Solomon Jones leads ‘Demanding Justice’ panel on how to achieve justice in the legal system
March 15, 2023
The Philadelphia Inquirer
Types : In the News
The Inquirer contributing columnist and author hosted a panel discussion with lawyers Michael Coard and Keir Bradford-Grey and reparations proponent Rashaun Williams in Germantown on Saturday.
Whether police practices such as stop-and-frisk create safer communities and how Black people can become court watchers and jury members were topics on the table at a panel discussion on criminal justice at the Center in the Park in Germantown’s Vernon Park last Saturday.
The panel discussion, “Demanding Justice: The Plan for Criminal Justice Reform,” was presented by Solomon Jones, a contributing columnist at The Inquirer and a WURD Radio host, who also announced the release of the paperback version of his 2021 book, Ten Lives, Ten Demands: Life-and-Death Stories, and a Black Activist’s Blueprint for Racial Justice.

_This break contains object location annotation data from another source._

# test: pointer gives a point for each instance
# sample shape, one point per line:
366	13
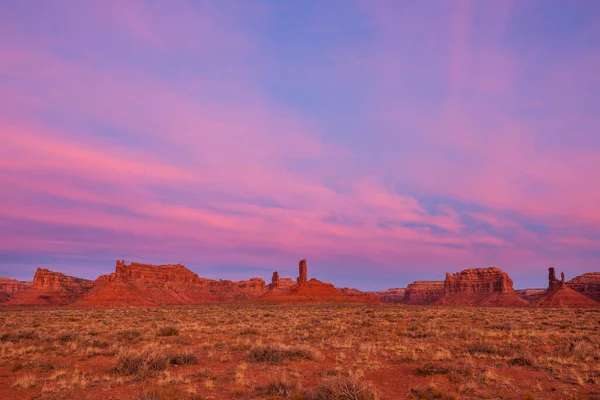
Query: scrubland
312	352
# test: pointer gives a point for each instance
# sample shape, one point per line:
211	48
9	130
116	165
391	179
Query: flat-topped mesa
153	274
423	292
137	284
45	279
50	288
393	295
587	284
553	283
275	280
480	287
9	288
302	276
559	294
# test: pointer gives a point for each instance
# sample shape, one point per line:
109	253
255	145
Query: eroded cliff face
52	289
9	288
139	284
559	294
423	292
587	284
393	295
480	287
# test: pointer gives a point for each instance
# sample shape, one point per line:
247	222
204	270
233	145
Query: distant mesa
301	272
52	289
587	284
559	294
313	290
480	287
423	292
9	288
393	295
147	285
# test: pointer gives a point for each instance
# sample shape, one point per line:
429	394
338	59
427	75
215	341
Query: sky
383	141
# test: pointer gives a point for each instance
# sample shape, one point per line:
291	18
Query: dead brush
278	354
348	387
141	363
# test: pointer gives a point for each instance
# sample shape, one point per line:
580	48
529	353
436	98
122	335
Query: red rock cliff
139	284
423	292
587	284
559	294
480	287
393	295
53	288
9	288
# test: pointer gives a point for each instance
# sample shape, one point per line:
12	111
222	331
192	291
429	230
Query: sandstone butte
140	285
9	288
393	295
587	284
559	294
480	287
52	288
423	292
312	290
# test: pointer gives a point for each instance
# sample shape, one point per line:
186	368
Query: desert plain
300	351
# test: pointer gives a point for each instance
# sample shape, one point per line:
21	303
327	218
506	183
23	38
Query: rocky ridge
480	287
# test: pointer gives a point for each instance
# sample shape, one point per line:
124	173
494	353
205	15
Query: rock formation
587	284
559	294
530	294
423	292
150	285
9	288
313	290
275	280
480	287
393	295
53	289
302	276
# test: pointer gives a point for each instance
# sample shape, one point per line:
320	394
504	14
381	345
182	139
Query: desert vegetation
318	352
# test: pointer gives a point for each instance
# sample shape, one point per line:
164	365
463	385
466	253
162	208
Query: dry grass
310	352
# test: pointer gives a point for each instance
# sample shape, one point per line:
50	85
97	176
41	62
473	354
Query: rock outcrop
52	289
480	287
313	290
559	294
151	285
393	295
302	275
275	280
9	288
530	294
587	284
423	292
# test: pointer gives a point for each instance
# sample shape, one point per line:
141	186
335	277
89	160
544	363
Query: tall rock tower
301	272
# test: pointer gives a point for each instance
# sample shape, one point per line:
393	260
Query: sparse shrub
521	361
128	335
27	381
168	331
432	392
277	354
100	344
140	362
67	337
345	388
183	359
431	369
483	348
279	388
15	337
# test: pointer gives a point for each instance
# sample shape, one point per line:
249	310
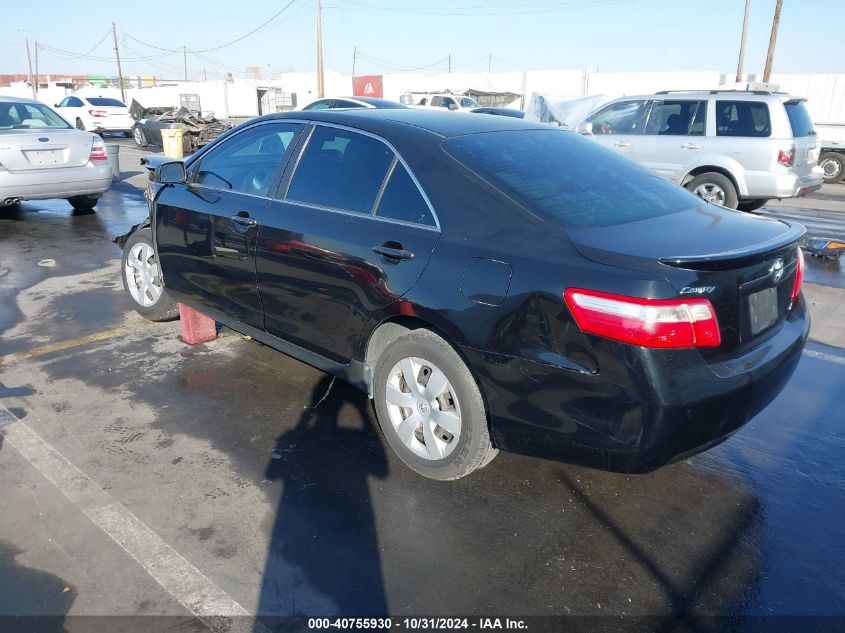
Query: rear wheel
83	203
139	136
714	187
430	408
751	205
833	165
142	278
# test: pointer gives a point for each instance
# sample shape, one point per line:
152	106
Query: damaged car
197	130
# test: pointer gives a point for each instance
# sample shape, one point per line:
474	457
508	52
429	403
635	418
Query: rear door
351	231
205	230
619	125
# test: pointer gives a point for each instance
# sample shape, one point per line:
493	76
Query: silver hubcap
831	168
423	408
142	275
711	193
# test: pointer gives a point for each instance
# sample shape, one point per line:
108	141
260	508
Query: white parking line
187	584
833	358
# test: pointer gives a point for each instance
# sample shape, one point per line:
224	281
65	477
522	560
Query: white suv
735	148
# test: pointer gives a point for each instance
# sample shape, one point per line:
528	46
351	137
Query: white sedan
96	114
42	157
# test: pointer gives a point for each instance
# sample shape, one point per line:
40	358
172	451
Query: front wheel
429	407
833	165
714	187
142	278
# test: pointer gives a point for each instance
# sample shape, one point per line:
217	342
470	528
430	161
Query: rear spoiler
792	235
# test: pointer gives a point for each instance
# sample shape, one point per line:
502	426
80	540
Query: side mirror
171	173
584	127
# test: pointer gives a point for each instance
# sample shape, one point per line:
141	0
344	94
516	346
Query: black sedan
491	283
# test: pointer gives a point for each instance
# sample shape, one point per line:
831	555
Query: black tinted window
799	119
567	179
341	170
402	199
249	161
619	118
677	118
742	118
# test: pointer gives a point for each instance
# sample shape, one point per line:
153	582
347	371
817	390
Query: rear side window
677	118
402	199
568	180
341	170
743	118
620	118
799	119
103	101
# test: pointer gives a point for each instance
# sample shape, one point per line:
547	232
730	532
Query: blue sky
615	35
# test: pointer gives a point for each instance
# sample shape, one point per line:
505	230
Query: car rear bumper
58	182
673	404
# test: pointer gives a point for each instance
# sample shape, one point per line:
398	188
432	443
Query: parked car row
493	284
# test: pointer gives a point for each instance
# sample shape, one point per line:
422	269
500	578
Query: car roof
445	124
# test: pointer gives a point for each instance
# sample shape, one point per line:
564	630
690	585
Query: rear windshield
24	116
103	101
567	179
799	119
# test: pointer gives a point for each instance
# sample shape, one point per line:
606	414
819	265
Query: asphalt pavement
194	487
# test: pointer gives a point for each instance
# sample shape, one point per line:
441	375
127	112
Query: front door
674	138
205	230
350	233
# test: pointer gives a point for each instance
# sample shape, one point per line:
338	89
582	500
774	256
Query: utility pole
29	61
741	62
36	66
117	57
320	85
770	56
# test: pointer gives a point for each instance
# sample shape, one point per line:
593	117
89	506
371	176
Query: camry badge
777	270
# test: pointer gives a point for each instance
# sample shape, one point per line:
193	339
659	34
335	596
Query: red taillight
667	323
799	276
98	150
786	157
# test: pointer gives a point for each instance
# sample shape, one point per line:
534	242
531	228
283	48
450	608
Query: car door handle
243	219
393	253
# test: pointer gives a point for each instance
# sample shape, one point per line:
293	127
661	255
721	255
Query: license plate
763	309
44	156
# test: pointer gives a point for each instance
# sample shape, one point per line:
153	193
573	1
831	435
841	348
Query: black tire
83	203
718	180
474	448
164	308
752	205
139	136
833	162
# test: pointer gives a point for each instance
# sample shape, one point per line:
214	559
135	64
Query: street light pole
741	62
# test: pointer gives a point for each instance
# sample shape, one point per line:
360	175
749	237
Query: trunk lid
745	265
27	149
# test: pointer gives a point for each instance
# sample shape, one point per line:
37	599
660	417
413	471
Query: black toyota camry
491	283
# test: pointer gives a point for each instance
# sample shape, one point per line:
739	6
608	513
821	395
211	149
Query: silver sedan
42	156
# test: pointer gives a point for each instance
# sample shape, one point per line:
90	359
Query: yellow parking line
61	346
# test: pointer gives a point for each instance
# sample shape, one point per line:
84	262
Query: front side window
340	169
620	118
402	199
743	118
29	116
677	118
248	162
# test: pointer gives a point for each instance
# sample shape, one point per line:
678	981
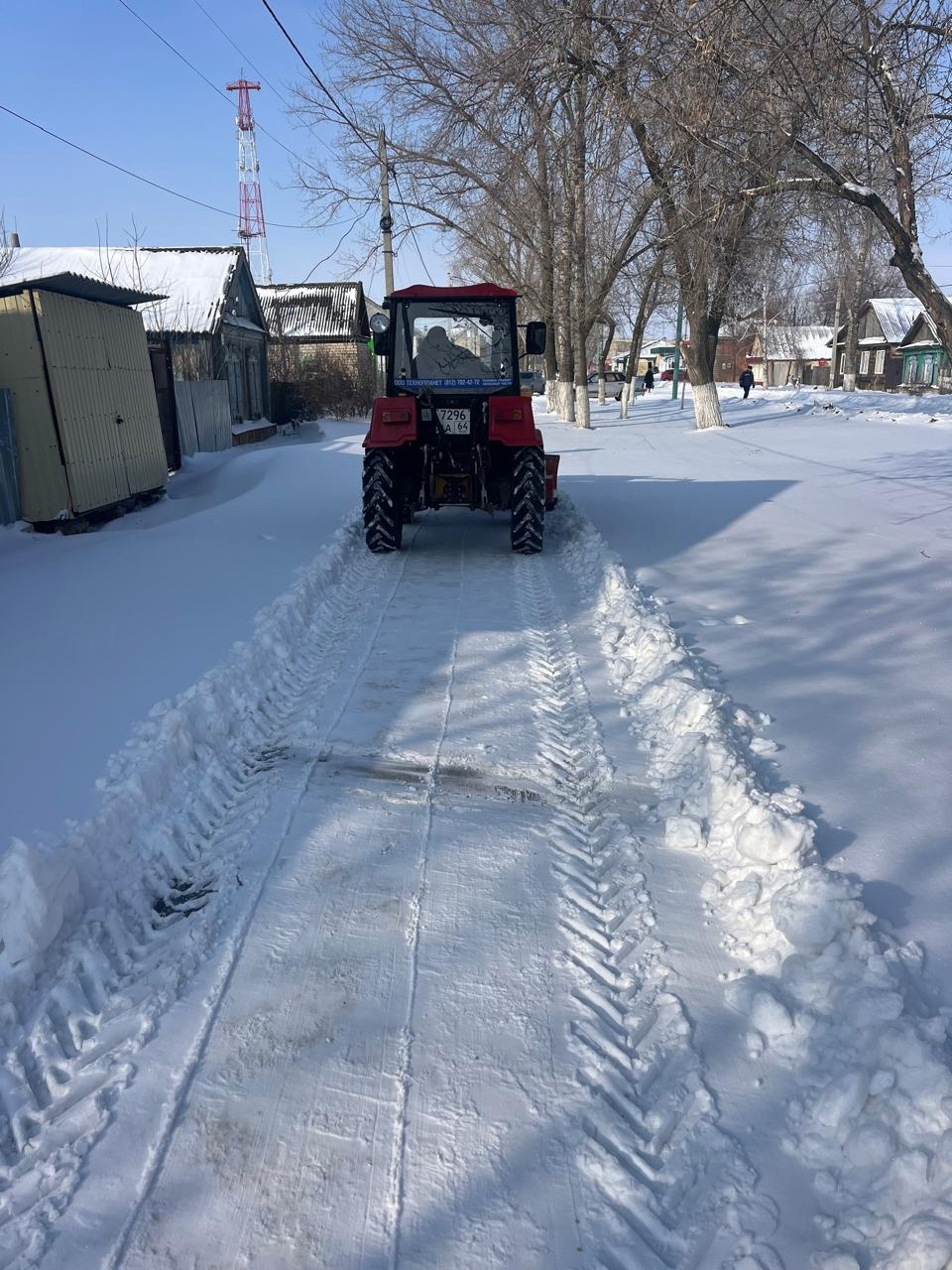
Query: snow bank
880	407
179	749
820	988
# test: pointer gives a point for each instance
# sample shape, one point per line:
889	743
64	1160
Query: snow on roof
895	316
194	280
924	327
315	310
77	286
798	343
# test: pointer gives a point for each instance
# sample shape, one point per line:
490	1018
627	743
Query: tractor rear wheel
382	502
529	520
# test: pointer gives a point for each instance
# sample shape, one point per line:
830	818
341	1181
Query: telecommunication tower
252	229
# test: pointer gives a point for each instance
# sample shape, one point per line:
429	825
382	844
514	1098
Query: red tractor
454	430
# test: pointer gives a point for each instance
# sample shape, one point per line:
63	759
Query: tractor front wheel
382	502
529	520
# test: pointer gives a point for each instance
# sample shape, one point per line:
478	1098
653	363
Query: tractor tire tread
382	502
529	516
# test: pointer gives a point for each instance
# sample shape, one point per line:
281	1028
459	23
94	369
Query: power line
145	181
259	73
264	80
204	77
411	226
320	82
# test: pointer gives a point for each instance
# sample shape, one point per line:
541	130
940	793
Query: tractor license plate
454	422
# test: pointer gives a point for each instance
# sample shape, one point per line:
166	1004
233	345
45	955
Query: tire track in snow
667	1178
311	701
125	966
430	788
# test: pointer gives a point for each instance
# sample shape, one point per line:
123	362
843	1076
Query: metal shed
85	417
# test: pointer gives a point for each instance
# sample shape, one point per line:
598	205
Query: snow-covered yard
474	912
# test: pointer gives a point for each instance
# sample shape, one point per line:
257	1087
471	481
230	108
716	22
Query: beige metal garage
85	414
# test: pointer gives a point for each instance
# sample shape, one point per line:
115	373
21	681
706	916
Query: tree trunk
701	356
565	390
606	349
647	307
583	417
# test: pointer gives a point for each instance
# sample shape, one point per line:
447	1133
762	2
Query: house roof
921	333
797	343
193	280
895	317
77	286
315	310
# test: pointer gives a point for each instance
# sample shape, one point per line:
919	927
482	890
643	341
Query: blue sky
87	70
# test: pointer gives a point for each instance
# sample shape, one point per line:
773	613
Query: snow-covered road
422	1019
461	920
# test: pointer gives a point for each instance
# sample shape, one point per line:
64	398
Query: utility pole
835	331
678	331
386	221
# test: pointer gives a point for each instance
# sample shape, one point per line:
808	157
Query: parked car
615	382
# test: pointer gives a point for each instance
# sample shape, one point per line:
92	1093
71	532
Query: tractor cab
453	429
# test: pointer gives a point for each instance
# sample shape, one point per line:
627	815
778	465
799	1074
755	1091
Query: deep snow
100	626
471	893
806	557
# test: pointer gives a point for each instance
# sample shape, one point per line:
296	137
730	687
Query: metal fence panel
9	462
212	414
185	411
204	416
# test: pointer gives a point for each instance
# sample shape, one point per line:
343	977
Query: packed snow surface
467	913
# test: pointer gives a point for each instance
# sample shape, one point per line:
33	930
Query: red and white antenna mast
252	229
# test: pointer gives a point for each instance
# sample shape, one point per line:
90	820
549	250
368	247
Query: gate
9	462
160	362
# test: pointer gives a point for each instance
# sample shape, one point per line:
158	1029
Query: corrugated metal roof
895	316
923	327
79	287
315	310
194	280
797	343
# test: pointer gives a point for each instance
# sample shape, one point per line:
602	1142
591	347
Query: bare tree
866	104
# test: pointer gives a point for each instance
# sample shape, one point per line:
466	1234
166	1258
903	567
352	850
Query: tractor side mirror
380	325
535	338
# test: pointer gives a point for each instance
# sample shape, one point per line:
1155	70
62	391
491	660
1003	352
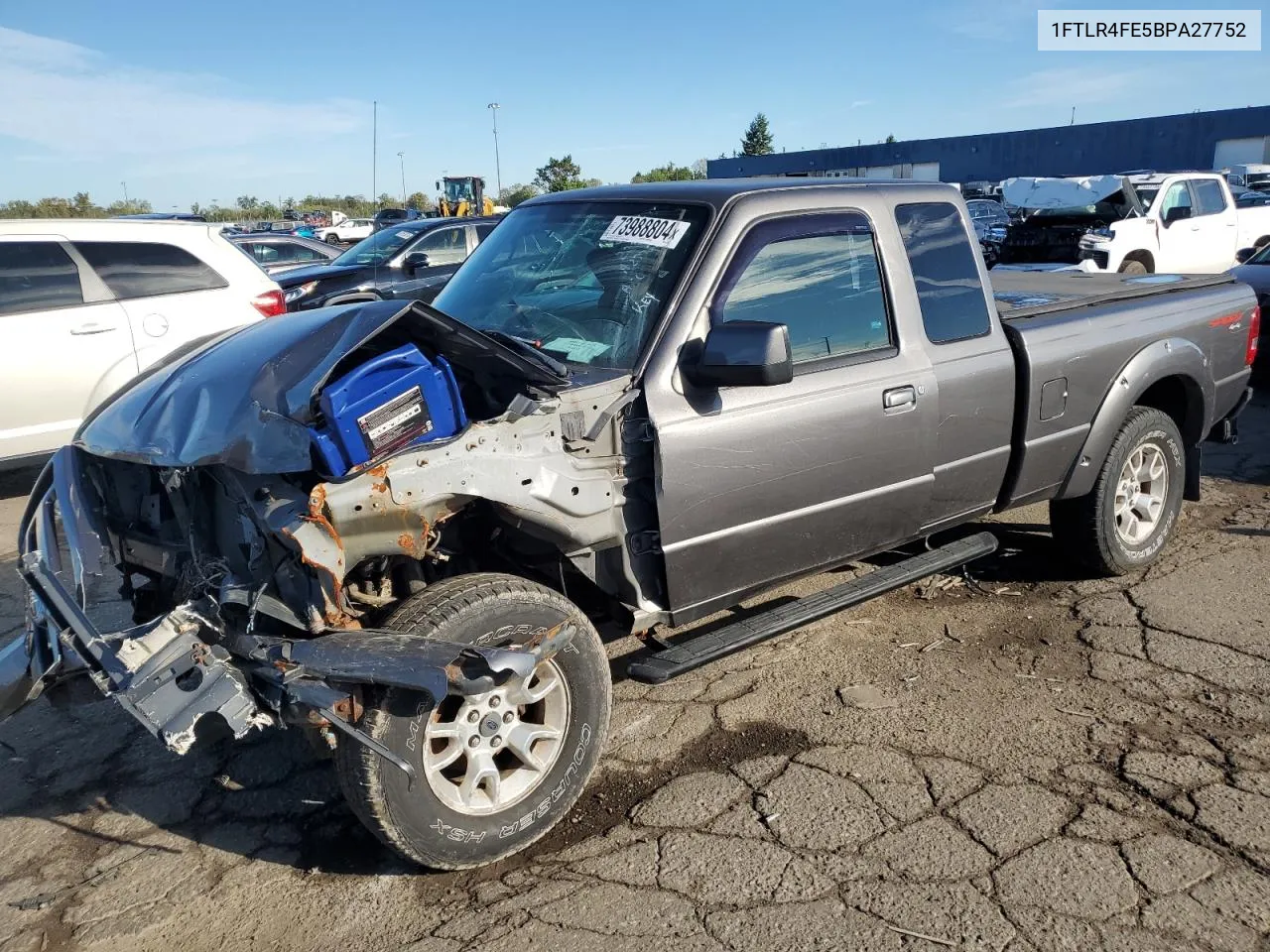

Keir Bradford-Grey, the former chief defender of the city’s Defender Association, said that people have accepted stop-and-frisk as a tactic that police should use because “people are saying this is a model that is being done to protect us.”
“First of all, stop-and-frisk has never gone anywhere,” she said. ” It’s always been a tool available to police, and it’s never had the impact that it was was sold as having.”
Police use stop-and-frisk to detain and pat down someone to search for weapons, either on the street, or in a car stop, if police believe they may have just committed a crime, or are about to commit a crime.
As chief defender, she said, her office established an office of police accountability and researched how stop-and-frisk was being used.
“What we found [was] that when [police] stopped 309,000 people, 70% of the people they stopped were Black. And of those 70%, they found something [illegal] like 0.17% of the time. So that means 99.83% of the time, they were stopping otherwise law-abiding citizens.”
“In fact, [stop-and-frisk] has done more to alienate communities from helping to solve crime than bringing us closer to public safety,” said Bradford-Grey, who is now a partner with the Center City firm Montgomery McCracken Walker & Rhoads LLP.